The Yale community was everything to Martin while he was an undergraduate here; the packed Calhoun dining hall last spring, his Record-sponsored Master’s Tea, shows just how much he means to the Yale community today. Although he did not write or perform comedy in college and he spent his summers back home working at his family’s diner, he exercised his comedic muscles

constantly during his time as a Yale student. “I spent a lot of time in the dining hall talking to my friends,” he says. “I think when I made people laugh during dinner, I felt more valuable.” He is now famous for his deadpan one- liners (“the worst time to have a heart attack is during a game of charades”) and his use of visual aids to make points during his stand-up routines. He has found success in comedy not because of any background, experience, or formal training, but because he knew what he wanted to do and was not afraid to pursue it.

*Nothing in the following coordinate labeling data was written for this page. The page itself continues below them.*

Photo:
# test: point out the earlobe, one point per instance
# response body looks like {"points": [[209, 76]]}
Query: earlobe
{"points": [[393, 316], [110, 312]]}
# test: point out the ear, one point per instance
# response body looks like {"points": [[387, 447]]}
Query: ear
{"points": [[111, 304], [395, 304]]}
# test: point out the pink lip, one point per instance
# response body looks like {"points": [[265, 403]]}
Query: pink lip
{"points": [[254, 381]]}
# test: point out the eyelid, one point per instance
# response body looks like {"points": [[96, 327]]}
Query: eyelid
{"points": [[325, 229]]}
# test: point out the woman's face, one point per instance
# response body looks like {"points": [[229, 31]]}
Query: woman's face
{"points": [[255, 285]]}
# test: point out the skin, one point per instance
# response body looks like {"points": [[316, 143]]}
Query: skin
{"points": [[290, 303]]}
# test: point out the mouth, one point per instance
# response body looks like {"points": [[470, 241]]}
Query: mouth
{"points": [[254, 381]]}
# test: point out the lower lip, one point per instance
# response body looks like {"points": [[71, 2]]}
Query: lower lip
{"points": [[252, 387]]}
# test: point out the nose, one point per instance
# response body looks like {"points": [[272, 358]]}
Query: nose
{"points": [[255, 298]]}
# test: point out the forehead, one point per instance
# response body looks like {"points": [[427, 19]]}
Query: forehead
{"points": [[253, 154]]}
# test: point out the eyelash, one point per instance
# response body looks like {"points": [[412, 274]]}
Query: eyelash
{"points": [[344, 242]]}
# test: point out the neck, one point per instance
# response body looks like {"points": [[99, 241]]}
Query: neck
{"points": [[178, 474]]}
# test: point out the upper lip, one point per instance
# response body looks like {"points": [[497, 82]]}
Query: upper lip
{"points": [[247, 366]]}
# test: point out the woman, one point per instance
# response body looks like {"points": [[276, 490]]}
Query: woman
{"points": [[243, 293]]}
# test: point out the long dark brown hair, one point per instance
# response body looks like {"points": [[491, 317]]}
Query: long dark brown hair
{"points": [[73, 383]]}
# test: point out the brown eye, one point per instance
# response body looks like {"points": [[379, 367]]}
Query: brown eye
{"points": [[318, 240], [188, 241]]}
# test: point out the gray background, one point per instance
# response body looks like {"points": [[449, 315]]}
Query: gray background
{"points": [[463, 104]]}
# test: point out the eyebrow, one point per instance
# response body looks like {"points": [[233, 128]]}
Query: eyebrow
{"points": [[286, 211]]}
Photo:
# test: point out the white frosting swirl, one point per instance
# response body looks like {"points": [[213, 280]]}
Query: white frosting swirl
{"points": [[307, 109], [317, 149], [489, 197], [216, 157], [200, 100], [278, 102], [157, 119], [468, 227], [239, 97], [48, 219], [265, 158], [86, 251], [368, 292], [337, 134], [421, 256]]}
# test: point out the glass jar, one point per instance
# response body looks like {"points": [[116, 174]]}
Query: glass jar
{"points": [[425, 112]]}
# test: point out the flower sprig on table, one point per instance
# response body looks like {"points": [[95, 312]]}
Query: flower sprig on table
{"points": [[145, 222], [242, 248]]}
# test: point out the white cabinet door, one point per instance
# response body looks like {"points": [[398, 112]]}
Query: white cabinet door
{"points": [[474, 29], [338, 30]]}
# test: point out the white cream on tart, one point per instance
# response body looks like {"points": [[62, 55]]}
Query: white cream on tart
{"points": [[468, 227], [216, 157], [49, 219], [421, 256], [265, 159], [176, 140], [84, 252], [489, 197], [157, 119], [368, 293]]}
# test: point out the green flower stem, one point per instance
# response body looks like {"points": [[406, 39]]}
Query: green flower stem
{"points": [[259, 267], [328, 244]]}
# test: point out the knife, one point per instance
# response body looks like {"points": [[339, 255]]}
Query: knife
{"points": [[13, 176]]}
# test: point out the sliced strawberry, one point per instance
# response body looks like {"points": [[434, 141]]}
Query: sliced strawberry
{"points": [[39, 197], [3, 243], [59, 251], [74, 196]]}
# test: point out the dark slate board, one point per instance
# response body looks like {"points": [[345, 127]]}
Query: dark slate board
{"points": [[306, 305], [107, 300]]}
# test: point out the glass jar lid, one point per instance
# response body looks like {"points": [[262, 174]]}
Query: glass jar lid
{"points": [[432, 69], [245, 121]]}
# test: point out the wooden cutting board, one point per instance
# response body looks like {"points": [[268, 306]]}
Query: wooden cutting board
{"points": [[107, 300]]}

Ultimately, comedy is all about that independent perseverance, whether you are a Lampoon graduate fresh out of college or an unknown talent who just has an innate ability to make people laugh. The path to success in comedy is more about passion than connections. It looks different for everyone because most comedians do not pursue humor for the fame or the TV ratings or the number of hits on their YouTube channel. They do it because they love to do it — because they love the sound of laughter, because they love the moment when a witty idea dances through their minds, because they love working with other funny people.

“I think if you write something you think is good or get the validation of making people laugh, it’s great,” Clegg says. “It’s fun work. It’s nice to think you’re making people happy.”

After seeing “SNL” that night two years ago, I waited in a massive throng of eager fans outside 30 Rockefeller Plaza to see the performers leave the studio. The cast trickled out one by one, signing autographs and politely taking pictures with people before getting into limos parked by the curb and heading home. When Fred Armisen walked out of those golden- edged doors, the crowd went wild. My dad took my hand and pulled me to the front, shouting “Barack Obama!” He turned and saw us, and I thrust out my ticket for him to sign.

“She wants to write for ‘SNL’ now,” my dad said. “How did you do it?”

I smiled sheepishly as Fred Armisen searched in his pocket for a pen. His eyes crinkled into a grin behind his thick-rimmed black Ray Bans.

“My job is easy,” he said. “You’ll get here someday.”